How we protect your information
We adopt appropriate data collection, storage and processing practices and security measures to protect against unauthorised access, alteration, disclosure or destruction of your personal information, username, password, transaction information and data stored on our Site.
Sensitive and private data exchange between the Site and its Users happens over a SSL secured communication channel and is encrypted and protected with digital signatures.
In common with most web sites, this site automatically logs certain information about every request made of it (see below for more details). This information is used for system administration, for bug tracking, and for producing usage statistics. The logged information may be kept for up to two years.
We may collect and process the following data about you:
- Information that you provide by filling in forms provided on this website for a specific purpose. By supplying this information you are consenting to the University holding and using it for the purposes for which it was provided.
- If you contact us, we may keep a record of that correspondence.
Forms such as the Enquiries Form and Website Comment form collect data from users of the site. In this instance the user volunteers their personal information and the information is held in accordance with our Data Protection Policy.
The following data is automatically collected for each request:
- The name or network address of the computer making the request. Note that under some (but not all) circumstances it may be possible to infer from this the identity of the person making the request. Note also that the data recorded may be that of a web proxy rather than that of the originating client
- The username, when known, during authenticated (logged in) access to the site
- The date and time of connection
- The HTTP request, which contains the identification of the document requested
- The status code of the request (success or failure, etc.)
- The number of data bytes sent in response
- The contents of the HTTP Referrer header supplied by the browser
- The content of the HTTP User-Agent header supplied by the browser
Logging of additional data may be enabled temporarily from time to time for specific purposes.
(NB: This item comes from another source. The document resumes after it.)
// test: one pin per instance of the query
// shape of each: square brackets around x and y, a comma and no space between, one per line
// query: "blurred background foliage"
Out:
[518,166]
In addition, the computers on which the web site is hosted keep records of attempts (authorised and unauthorised) to use them for purposes other than access to the web server. This data typically includes:
- the date and time of the attempt,
- the service to which access was attempted,
- the name or network address of the computer making the connection,
- and may include details of what was done or was attempted to be done.
Disclosure and uses of personal information
We use information held about you in the following ways:
- to ensure that content from our website is presented in the most effective manner for you and for your computer or device by gathering aggregate information about our users using it to analyse the effectiveness and popularity of this website
- to allow you to participate in interactive features of our service, when you choose to do so
We may disclose your personal information to third parties in the following circumstances:
- if we have obtained your consent to do so
- when we are required or authorised by law, court order, regulatory or governmental authority to disclose your personal data
- if required to protect the rights, property or safety of Trinity College, its members or others
Relevant subsets of this data may be passed to computer security teams as part of investigations of computer misuse involving this site or other computing equipment in the University.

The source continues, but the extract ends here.